Si des colléges nous passons aux écoles primaires, un spectacle non moins affligeant se présente. Là, point de livres grecs et latins, mais aussi point de livres français ! Inutilement vous avez pensé, vous avez écrit pour le salut du genre humain, Fénelon, Fleury, Vauvenargues, Rousseau, Bernardin de Saint-Pierre ; inutilement votre génie s’est appliqué à nous faire aimer la vertu en la montrant non comme un devoir, mais comme un bonheur ; vos ravissantes inspirations ne seront jamais entendues de la foule ; vous ne pénétrerez pas dans la chaumière du pauvre pour le consoler de sa misère, lui révéler son âme qu’il ignore, et tous les bienfaits d’un Dieu qu’on lui laisse oublier ! Nos législateurs l’ont ainsi voulu, et vos pensées généreuses resteront inconnues de ceux même à qui vous les aviez destinées ! Des abécédaires pour toute science, des méthodes d’enseignement pour toute morale, et quelquefois par hasard les éléments arides de la grammaire et de l’arithmétique, voilà ce que nous rencontrons dans les écoles primaires des villes et chez les magisters illettrés de nos campagnes. On veut bien enseigner à lire au peuple, mais à condition qu’il ne lira pas ; on lui donne un instrument dont on lui refuse l’usage ; il tient la clef du monde des pensées, et ce monde si beau, si vaste, où il recevrait une nouvelle vie, ce monde, le seul digne de l’homme, ne s’ouvrira jamais devant lui !

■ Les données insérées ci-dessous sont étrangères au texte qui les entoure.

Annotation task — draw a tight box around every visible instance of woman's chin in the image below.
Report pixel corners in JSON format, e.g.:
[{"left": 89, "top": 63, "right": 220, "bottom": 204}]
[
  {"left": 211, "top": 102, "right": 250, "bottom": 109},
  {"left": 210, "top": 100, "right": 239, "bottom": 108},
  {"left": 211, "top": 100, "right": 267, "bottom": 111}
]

Il est vrai que des sociétés catholiques, effrayées du vide où on laissait le peuple, se sont empressées de lui offrir les livres qu’elles croyaient propres à son éducation. Mais ces livres ne sont pas toujours choisis par une piété bien éclairée ; ce sont pour la plupart des livres mystiques sans aucun rapport avec le mouvement du siècle. C’est l’Histoire véritable de la croix de Migné, la Vie de sainte Philomèle, de Marie Alacoque, du père Fourier, réformateur des chanoines ; c’est la vie édifiante de Nicolas de Flue[1], lequel resta vingt ans sans manger, ou l’histoire encore plus édifiante de la possession des Ursulines de Loudun, du supplice d’Urbain Grandier, et des horribles tentations du père Surin, qui, à force d’exorciser les religieuses, finit par se croire lui-même possédé d’une légion de diables. Voilà les livres qu’on imprime sérieusement au dix-neuvième siècle pour l’instruction d’un peuple appelé à connaître ses lois et à les faire ; d’un peuple dans les rangs duquel l’élection va chercher des députés et des ministres. Qu’arrive-t-il ? repoussé par l’ennui, et, il faut bien le dire, par le dégoût qu’inspirent de pareils ouvrages, la foule cherche d’autres lectures, heureuse quand elle ne rencontre sur sa route que les Vies édifiantes de Cartouche et de Mandrin, ou les Faits merveilleux de Richard-sans-Peur, des quatre fils Aymon, et de Mélusine à la queue de serpent, seuls ouvrages qui, avec les Facéties de Voltaire et les honteuses élucubrations de Pigault-Lebrun, forment aujourd’hui la

bibliothèque privilégiée du peuple, c’est-à-dire toute sa science historique, politique et morale !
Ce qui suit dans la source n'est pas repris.